The $1 billion in funds to reclaim abandoned mine lands provides the largest infusion of cash and has the most potential to boost the economy of coal communities. The plan proposes to dole out the $1 billion over five years to states with abandoned coal mines, and the funds are to be allocated by the Department of Interior’s Office of Surface Mining, Reclamation and Enforcement.

The agency is required to collect taxes from the coal mining industry and then distribute the money to affected coal towns to help pay for the cleanup of mine lands under a 1977 law. Part of the funds would also be used to finance mine workers’ healthcare benefits.

Currently, the fund has accrued $2.5 billion in industry taxes, but the agency cannot allocate the money before 2023 without approval from Congress. The Obama administration’s POWER+ plan would accelerate this process and move $1 billion from this fund to states ahead of schedule.

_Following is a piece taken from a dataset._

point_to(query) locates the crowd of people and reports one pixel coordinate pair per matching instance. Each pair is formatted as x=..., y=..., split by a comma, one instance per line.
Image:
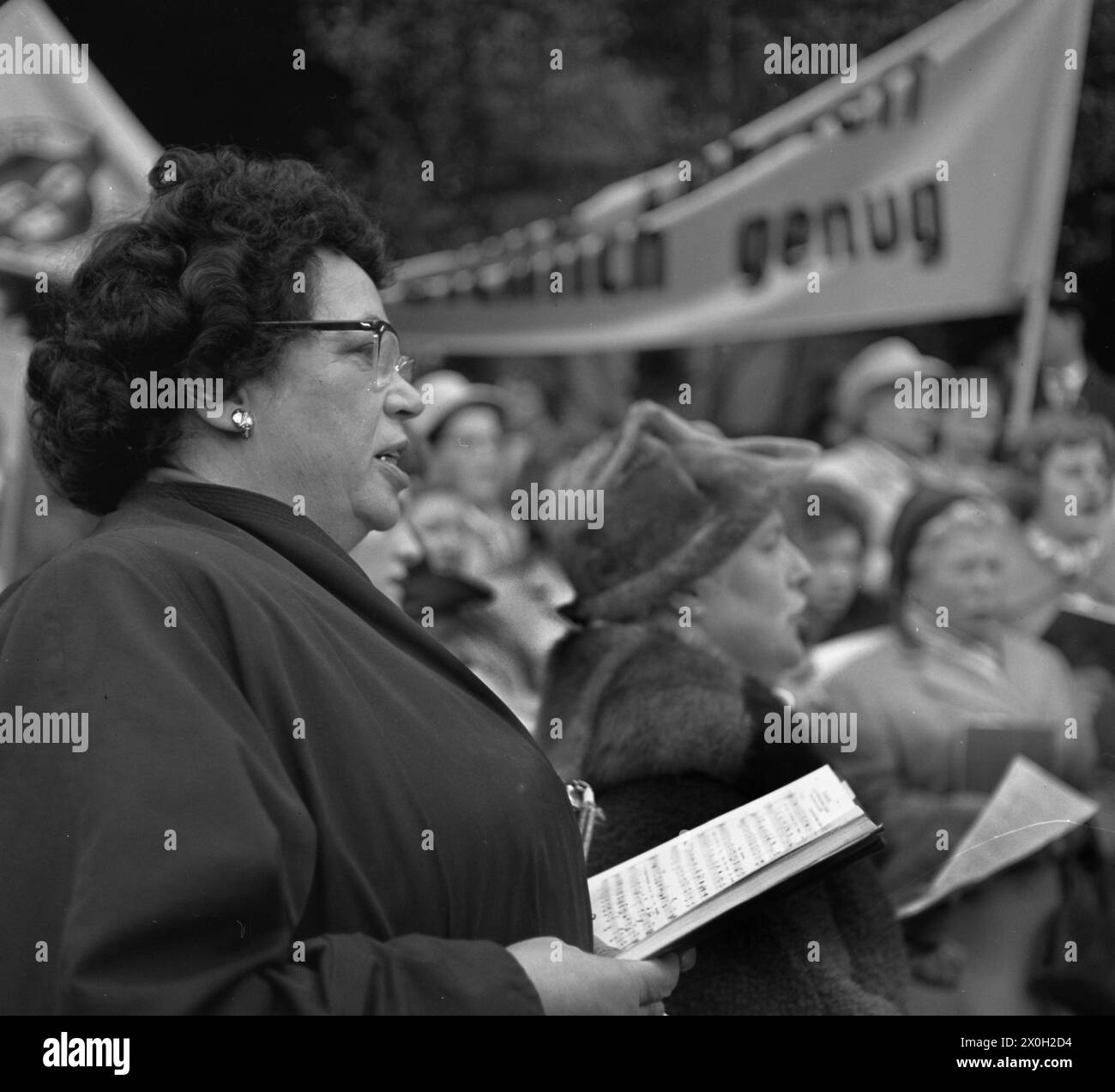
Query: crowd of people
x=334, y=682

“We’re very optimistic about the [POWER+] proposal,” said Earl Gohl, the federal co-chair of the Appalachian Regional Commission. Gohl said his agency has “very strong relationships” with Congress and that he is confident they would be in a good position to help Appalachian communities next year.

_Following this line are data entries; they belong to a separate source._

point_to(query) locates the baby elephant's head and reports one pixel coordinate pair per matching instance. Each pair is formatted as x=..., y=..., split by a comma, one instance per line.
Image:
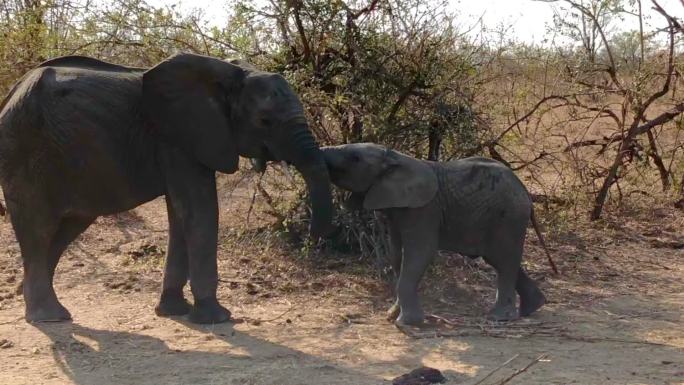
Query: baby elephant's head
x=386, y=178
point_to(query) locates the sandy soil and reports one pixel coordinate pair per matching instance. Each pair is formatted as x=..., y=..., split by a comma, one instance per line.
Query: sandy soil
x=615, y=315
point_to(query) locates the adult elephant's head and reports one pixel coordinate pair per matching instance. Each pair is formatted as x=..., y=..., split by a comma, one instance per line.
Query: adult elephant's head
x=218, y=110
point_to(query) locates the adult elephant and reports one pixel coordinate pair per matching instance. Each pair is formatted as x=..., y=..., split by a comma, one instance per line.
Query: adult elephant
x=80, y=138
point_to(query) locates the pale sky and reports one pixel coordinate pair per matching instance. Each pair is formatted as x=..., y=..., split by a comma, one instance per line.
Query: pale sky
x=528, y=18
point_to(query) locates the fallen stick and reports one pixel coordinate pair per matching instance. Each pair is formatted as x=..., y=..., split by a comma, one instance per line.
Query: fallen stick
x=497, y=369
x=520, y=371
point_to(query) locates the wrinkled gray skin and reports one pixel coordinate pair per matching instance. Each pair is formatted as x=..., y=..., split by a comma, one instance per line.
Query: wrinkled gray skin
x=474, y=206
x=80, y=138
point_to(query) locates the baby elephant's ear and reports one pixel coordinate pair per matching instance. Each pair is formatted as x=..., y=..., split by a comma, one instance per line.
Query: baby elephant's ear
x=408, y=182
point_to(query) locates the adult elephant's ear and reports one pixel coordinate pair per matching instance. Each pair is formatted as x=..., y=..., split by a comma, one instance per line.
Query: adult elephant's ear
x=408, y=182
x=187, y=100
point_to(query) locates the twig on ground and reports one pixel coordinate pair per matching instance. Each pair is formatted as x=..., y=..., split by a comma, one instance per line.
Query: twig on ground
x=259, y=321
x=520, y=371
x=497, y=369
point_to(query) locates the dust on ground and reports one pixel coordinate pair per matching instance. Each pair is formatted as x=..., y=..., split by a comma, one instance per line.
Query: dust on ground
x=615, y=315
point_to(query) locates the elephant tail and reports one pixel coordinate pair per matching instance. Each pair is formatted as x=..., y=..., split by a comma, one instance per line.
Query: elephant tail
x=535, y=224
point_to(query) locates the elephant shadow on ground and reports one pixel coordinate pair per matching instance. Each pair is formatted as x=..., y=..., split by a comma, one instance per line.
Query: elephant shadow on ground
x=94, y=356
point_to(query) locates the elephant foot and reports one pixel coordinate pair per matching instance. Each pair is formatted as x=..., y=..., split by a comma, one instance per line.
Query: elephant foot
x=393, y=312
x=503, y=313
x=172, y=303
x=531, y=302
x=414, y=318
x=208, y=311
x=48, y=312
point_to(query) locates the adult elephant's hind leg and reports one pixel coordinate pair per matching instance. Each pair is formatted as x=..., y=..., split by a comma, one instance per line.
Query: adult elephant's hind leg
x=531, y=298
x=35, y=229
x=176, y=271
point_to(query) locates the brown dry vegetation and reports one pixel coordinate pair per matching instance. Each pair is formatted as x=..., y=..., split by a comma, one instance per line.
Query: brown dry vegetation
x=614, y=315
x=314, y=314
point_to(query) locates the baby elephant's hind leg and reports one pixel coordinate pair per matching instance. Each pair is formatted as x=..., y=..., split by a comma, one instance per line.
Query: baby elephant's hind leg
x=531, y=298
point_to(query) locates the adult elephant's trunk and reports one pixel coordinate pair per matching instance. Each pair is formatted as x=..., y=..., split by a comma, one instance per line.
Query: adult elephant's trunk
x=307, y=157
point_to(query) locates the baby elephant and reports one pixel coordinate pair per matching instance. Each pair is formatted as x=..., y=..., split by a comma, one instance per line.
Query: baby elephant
x=474, y=206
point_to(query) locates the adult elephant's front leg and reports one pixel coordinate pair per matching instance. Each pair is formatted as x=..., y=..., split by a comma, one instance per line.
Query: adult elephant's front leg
x=420, y=241
x=395, y=253
x=191, y=189
x=176, y=270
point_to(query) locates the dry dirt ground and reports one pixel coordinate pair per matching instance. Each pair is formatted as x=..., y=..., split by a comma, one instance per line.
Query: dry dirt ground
x=615, y=315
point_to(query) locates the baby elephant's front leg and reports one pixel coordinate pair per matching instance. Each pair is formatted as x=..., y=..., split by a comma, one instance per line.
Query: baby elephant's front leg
x=420, y=247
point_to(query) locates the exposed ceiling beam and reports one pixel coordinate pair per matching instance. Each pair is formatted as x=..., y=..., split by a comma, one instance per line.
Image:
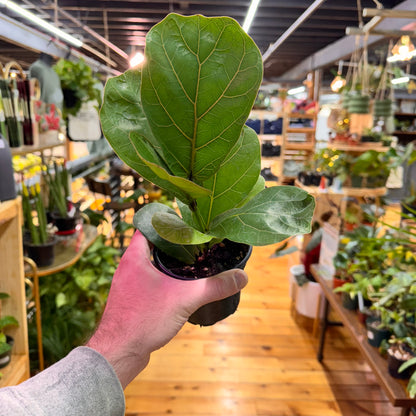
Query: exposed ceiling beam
x=344, y=47
x=292, y=28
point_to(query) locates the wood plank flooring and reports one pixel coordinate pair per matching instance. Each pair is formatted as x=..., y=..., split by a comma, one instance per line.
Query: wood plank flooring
x=258, y=362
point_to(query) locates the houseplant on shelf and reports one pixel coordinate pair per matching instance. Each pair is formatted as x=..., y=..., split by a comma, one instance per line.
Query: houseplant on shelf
x=64, y=214
x=179, y=122
x=78, y=83
x=6, y=341
x=39, y=239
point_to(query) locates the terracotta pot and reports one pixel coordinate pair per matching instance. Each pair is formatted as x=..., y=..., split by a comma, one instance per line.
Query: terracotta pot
x=215, y=311
x=42, y=254
x=5, y=358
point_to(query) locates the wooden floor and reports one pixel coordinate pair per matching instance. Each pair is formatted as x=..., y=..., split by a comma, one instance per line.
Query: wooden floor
x=258, y=362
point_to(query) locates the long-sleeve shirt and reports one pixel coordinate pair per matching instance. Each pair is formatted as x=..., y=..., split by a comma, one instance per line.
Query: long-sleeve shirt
x=82, y=383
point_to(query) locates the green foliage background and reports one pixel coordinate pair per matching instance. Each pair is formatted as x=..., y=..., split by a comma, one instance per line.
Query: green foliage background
x=72, y=302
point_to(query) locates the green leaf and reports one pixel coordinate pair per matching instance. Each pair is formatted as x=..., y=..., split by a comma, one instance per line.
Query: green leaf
x=60, y=300
x=182, y=188
x=126, y=128
x=274, y=215
x=142, y=220
x=172, y=228
x=234, y=180
x=199, y=83
x=8, y=321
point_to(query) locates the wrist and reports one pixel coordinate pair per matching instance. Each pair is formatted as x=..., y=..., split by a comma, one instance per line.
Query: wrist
x=126, y=364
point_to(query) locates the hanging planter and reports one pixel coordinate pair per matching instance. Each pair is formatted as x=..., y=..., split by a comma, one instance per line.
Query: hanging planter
x=359, y=104
x=383, y=108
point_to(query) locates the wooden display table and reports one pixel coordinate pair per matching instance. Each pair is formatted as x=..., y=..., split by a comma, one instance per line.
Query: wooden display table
x=394, y=388
x=67, y=252
x=12, y=282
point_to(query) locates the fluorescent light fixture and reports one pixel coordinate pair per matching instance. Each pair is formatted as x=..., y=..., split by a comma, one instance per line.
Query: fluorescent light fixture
x=136, y=60
x=395, y=58
x=297, y=90
x=42, y=23
x=250, y=15
x=400, y=80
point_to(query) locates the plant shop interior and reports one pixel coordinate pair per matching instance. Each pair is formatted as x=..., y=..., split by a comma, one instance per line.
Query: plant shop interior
x=282, y=130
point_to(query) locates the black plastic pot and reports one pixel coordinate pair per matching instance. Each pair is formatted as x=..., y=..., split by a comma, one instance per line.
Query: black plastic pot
x=6, y=356
x=376, y=335
x=42, y=254
x=215, y=311
x=394, y=364
x=65, y=225
x=348, y=302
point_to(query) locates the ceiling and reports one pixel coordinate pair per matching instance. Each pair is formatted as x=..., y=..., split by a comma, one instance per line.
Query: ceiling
x=125, y=24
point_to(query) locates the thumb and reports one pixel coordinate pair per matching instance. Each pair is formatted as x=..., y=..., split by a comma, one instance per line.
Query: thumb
x=218, y=287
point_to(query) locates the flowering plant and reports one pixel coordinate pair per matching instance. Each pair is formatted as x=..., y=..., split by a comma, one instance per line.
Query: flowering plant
x=47, y=116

So far, two appropriation bills—submitted by subcommittees with jurisdiction over the Department of Interior and Department of Commerce—include funds to relieve distressed coal communities. One bill proposes to provide $30 million to three Appalachian states in the deepest distress—far less than the $3 billion package proposed by the White House—to help with community and economic development. The funds will go to Kentucky, West Virginia and Pennsylvania. Other Appalachian states such as Virginia and Tennessee, which are also facing economic hardships, will not receive any support through the bill.

Danielle Smoot, the communications director for Rogers’ office, said it is waiting for specific language on the POWER+ proposal from the White House to include in future versions of the bill.

The White House spokesperson said it is working closely with Rogers and other members of Congress on the abandoned mine land portion of the POWER+ plan.

Bill Price, a Sierra Club organizer based in West Virginia, where coal miningjobs have declined by 13 percent in the last three years, said that it “is not a time to be playing with politics.” Price said that with mines shutting down and the massive layoffs, people are very much afraid.

“We don’t have time to get hung up in gridlock,” he said. “We need this investment and we need it now.”